A New Approach to AI Development
Instead of continuing to pour resources into scaling, Rafailov proposed a shift in focus toward teaching AI how to learn. He argued that simply making models bigger will not be enough to achieve artificial general intelligence (AGI).
"I believe that under our current paradigms, under any scale, we are not enough to deal with artificial general intelligence and artificial superintelligence," he asserted. "Our current models will lack one core capability, and that is learning."
To explain the alternative, he used an analogy from education. Current AI training is like giving a student a single, difficult math problem. Once solved, any insights or methods the model discovered are discarded. For the next problem, it must start from scratch.
A more effective method would be to treat the AI like a real student.
"Instead of giving our models a single problem, we might give them a textbook," Rafailov suggested. The AI would work through chapters and exercises sequentially, building knowledge incrementally. The goal would change from simply solving problems to something more profound. "Instead of rewarding their success... we need to reward their progress, their ability to learn, and their ability to improve."

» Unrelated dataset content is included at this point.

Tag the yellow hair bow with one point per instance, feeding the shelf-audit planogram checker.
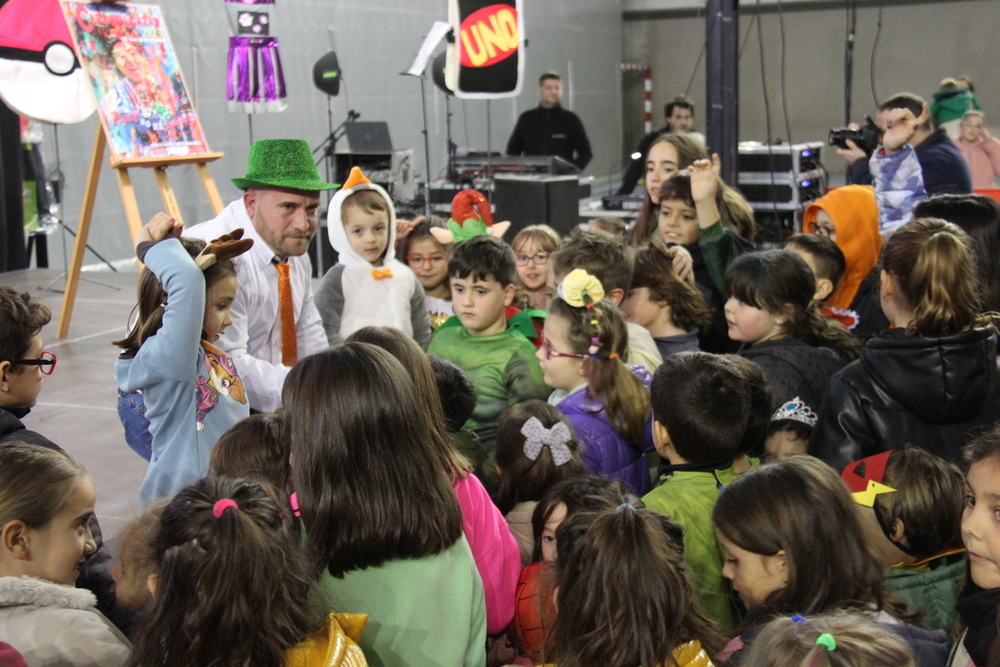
(578, 284)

This concept, known in the field as "meta-learning," has been successful in smaller-scale applications, such as the game-playing AI AlphaGo. The challenge is adapting it to the massive scale of modern foundation models.
The 'Superhuman Learner'
Rafailov believes the necessary ingredients for this shift are already largely in place. The problem isn't a lack of architectural innovation but a need for the right kind of data and better objectives for the AI to pursue.

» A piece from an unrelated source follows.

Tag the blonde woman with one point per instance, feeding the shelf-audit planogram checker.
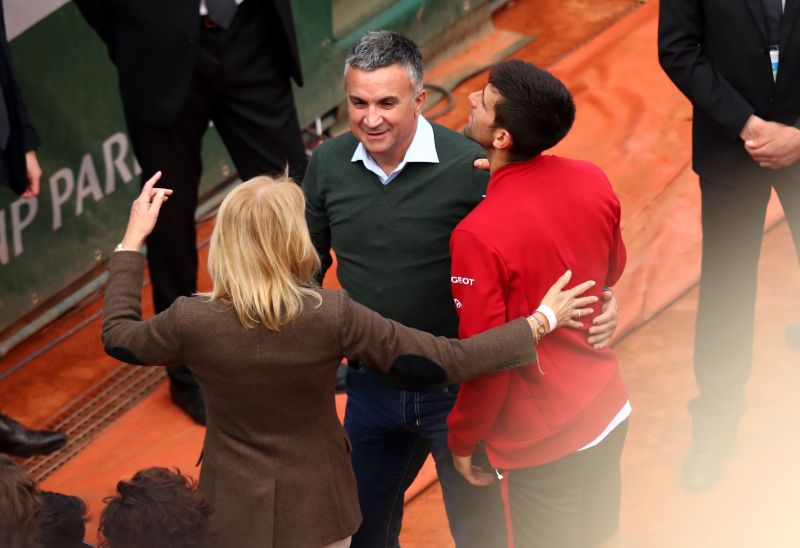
(264, 346)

"I think we just don't have the right data, and we don't have the right objectives," he said, describing the answer as "quite prosaic." The goal is to create training environments where learning, exploration, and self-improvement are essential for success.
The ultimate aim is for an AI to develop a "general purpose learning algorithm" on its own, emerging from large-scale training designed to foster this capability.
This vision leads to a different kind of superintelligence than often portrayed in popular culture. It would not be a static, god-like oracle with all the answers. Instead, it would be a dynamic entity defined by its capacity for growth.
"I believe that the first superintelligence will be a superhuman learner," Rafailov concluded. "It will be able to very efficiently figure out and adapt, propose its own theories, propose experiments, use the environment to verify that, get information, and iterate that process."
The $12 Billion Bet
This technical vision is backed by significant financial investment. Thinking Machines Lab, co-founded by former OpenAI Chief Technology Officer Mira Murati, raised an unprecedented $2 billion in seed funding at a $12 billion valuation.
The company has assembled a team of around 30 top researchers from leading AI labs. However, it faces intense competition and challenges. In October, co-founder Andrew Tulloch departed to return to Meta, which reportedly attempted to recruit more than a dozen of the startup's employees with massive compensation packages.
Despite these pressures, the company appears committed to its unique research path. Its first product, Tinker, an API for fine-tuning open-source models, launched in October, but Rafailov's presentation suggests this is merely a stepping stone toward a far more ambitious goal.
He acknowledged the difficulty of the task ahead, stating it would require breakthroughs in memory, engineering, and data. Yet, he remained confident that creating a true learning machine is "fundamentally possible." For the AI industry, the question is whether this long-term bet on learning can outperform the brute-force scaling approach of its bigger rivals.